Discussion starter · #5 ·
So, this morning's start up experience...

Get in, turn key on, glow plug light for MAYBE one second, then off. Try to start. Crank for about 10 seconds, stop cranking, no start. Turn key on again-possibly even quicker glow plug light (followed by the "clicking" thing the glow plug circuit sometimes does), so I turn the key on and off several times, each time it does the less than a second shut off of the glow plug light. After I did this about 5 times, I crank it for about 15 seconds. No start. I turn it back off, wait about 30 seconds and do this all again, and after about 7 seconds it fires up and runs great. Ambient temperature was about 67 degrees. Shopping for glow plug wires today and that will be next. Still doing research on other possible causes for prolonged crank, delayed start at this point.
 
Discussion starter · #9 · (Edited)
Think I may have figured part of the problem out-I just went out and tested the glow plugs using resistance from the tip where the wires connect for the positive lead and touching to the head that the glow plugs screw into for ground. My VM uses 20 as the lowest setting, for single digit reads, but I was getting good readings on all the plugs, even down to "0." on several. Is that right/possible?

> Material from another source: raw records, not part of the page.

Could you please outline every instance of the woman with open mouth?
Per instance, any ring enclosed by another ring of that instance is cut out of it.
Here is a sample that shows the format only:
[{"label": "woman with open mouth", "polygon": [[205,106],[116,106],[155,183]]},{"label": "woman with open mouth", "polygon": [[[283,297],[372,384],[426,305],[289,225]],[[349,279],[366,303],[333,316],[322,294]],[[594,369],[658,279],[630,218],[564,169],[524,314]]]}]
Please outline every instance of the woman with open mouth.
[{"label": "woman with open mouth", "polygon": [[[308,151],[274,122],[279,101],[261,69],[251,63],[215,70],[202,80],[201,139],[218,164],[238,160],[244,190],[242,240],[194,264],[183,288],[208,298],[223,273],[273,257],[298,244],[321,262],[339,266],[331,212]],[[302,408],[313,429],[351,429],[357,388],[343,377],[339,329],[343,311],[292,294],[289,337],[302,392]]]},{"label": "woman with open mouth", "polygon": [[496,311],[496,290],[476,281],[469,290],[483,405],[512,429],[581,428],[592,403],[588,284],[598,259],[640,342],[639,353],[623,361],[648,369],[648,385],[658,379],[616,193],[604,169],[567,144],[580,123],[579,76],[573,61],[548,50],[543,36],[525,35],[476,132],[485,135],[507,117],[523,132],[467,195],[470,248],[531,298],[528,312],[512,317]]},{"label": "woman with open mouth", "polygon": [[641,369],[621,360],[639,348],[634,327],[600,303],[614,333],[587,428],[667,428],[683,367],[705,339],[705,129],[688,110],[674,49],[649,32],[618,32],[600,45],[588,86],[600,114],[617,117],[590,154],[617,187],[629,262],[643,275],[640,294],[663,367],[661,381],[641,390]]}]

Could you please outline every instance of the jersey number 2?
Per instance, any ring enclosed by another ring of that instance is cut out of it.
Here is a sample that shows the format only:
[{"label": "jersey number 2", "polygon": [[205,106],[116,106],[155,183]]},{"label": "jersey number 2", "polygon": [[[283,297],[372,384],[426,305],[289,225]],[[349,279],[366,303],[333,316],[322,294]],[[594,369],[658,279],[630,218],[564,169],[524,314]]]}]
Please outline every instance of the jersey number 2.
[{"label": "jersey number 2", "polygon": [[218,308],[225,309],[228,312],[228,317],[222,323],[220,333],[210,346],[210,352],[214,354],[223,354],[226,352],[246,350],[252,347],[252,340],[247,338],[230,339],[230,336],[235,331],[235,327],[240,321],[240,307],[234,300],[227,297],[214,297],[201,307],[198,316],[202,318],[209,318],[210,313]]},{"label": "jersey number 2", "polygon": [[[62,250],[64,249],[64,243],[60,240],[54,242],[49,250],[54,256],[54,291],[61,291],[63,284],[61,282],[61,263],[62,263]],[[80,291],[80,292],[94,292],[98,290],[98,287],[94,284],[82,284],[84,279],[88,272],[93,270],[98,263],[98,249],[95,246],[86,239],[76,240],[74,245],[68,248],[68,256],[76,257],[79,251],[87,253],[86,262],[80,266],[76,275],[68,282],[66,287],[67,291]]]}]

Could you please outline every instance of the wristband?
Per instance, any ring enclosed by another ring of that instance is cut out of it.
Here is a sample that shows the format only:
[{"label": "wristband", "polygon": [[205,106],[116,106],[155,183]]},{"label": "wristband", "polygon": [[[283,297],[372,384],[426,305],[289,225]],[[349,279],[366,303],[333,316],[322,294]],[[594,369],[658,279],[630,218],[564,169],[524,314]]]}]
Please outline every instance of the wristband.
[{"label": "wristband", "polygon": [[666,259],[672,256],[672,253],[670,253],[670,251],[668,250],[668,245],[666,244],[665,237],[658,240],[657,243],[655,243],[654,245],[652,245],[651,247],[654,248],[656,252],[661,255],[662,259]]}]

I know people have spoken of getting between 0.1-0.3, but couldn't remember if anyone had said there could be such good connection that you could get "0." Regardless, the glow plug wires are in HORRIBLE shape-to the point where several of the end caps have basically disintegrated/crumbled away either on their own or when I was removing the glow plugs to turn the engine and prime the fuel pump the other day. Well, one has crumbled away to the point that it has taken it's connector with it, and there is NO contact being made between the glow plug wire and the glow plug, Because these are "in series(?)" and "one bad plug can ruin the whole system," I am guessing that one plug not hooked up can as well. I have done a couple of searches for glow plug wires, and have gotten mixed results in terms of being able to buy them at the neighborhood parts store, so I am actually going out now to ask in person-I wouldn't think it would be a hard part to find. I am not sure if I can just buy the connectors and crimp one on there or not, but as I said, enough of them are bad that I will gladly splurge for a whole set if I can find them. I realize that now, since my fuel pump seems to be working okay, this thread is getting off subject. I will now start looking through all of the glow plug stuff if I have more questions. If anyone has a part number for the glow plug wires, the name of the connector on the end ("bullet?"), or any other general advice for me, I will certainly take it, but will try not to take this thread in other directions now! Again, thanks to everyone for the help. Always much appreciated!
 
Discussion starter · #12 ·
When hooking it up outside the engine, as you mention, OLDREBUILTDODGE, do you need to have a ground wire run as well? Or do you just stick it in the harness connector and leave the "glow" end sitting up somewhere and see if it heats up? Thanks!